It could be said that the power of a horror story depends on the possibility, however minute, of it being true. This is partly why so many masters of the genre, from Bram Stoker to Robert Louis Stevenson, have given their narratives the semblance of believability by including epistolary passages, ‘found’ documents and the commentaries of ‘editors’ in their books. In The Runes Have Been Cast, Robert Irwin takes the opposite approach, writing in a prologue:
Should any of my readers incline to a serious study of the subject of this book, it is only right to urge them most strongly to refrain from being drawn into the practice of the Secret Art… My own observations have led me to an absolute conviction that to do so would be a complete waste of time.
These remarks set the tone for what is a puckish but slightly weightless mock-ghost-story-cum-campus-satire, set in the universities of Oxford and St Andrews in the 1960s.
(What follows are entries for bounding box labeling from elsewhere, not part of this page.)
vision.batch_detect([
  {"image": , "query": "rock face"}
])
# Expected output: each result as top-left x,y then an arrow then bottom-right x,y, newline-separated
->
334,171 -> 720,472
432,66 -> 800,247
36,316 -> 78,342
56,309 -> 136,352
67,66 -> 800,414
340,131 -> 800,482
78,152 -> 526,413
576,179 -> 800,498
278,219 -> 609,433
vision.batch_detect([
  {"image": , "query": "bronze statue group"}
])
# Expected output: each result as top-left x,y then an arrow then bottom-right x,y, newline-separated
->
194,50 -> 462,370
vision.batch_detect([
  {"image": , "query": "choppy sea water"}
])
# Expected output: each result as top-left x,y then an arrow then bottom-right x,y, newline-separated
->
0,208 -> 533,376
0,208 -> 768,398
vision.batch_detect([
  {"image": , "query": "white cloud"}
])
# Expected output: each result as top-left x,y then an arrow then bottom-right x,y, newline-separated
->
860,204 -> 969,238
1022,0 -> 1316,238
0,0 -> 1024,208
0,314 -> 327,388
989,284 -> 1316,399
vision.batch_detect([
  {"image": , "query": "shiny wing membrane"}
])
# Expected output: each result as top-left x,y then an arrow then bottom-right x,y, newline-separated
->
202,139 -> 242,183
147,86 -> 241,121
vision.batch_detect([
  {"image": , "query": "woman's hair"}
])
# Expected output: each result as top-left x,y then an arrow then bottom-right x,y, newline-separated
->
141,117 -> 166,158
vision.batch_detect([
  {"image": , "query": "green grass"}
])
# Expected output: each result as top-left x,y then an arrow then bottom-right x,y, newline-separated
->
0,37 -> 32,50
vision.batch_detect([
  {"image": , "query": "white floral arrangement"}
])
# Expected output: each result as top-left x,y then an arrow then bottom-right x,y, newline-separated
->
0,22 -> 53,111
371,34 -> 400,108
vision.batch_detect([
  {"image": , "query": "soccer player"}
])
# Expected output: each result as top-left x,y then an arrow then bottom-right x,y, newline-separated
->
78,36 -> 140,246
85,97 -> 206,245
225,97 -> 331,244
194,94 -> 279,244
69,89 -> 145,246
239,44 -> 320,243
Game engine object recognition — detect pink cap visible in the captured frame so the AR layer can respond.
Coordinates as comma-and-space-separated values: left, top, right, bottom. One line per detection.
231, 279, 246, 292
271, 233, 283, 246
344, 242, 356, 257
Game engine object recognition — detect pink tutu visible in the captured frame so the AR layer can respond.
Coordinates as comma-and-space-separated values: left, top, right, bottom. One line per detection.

The novel centres on two literature students: Lancelyn, a quiet soul from an ‘idle rich’ background, for whom ‘Oxford was only tolerable as an inferior substitute for Eton’; and Bernard, who makes up for his less privileged upbringing by reinventing himself as a Brideshead-style fop and trying to force his way into the Bullingdon Club.
Bernard soon falls for Molly, a mysterious student from Somerville College (‘the Grand Seraglio of north Oxford,’ Bernard remarks) and eventually earns a place at All Souls, while Lancelyn embarks on a professorship at St Andrews. Here Irwin, an academic himself, provides a lively send-up of the university’s English department, which is split between Leavisites and Lewisites, who squabble constantly and try to recruit Lancelyn to their respective causes. Strange happenings begin to occur, and Irwin’s debt to past masters of the ghost story becomes clear, particularly M.R.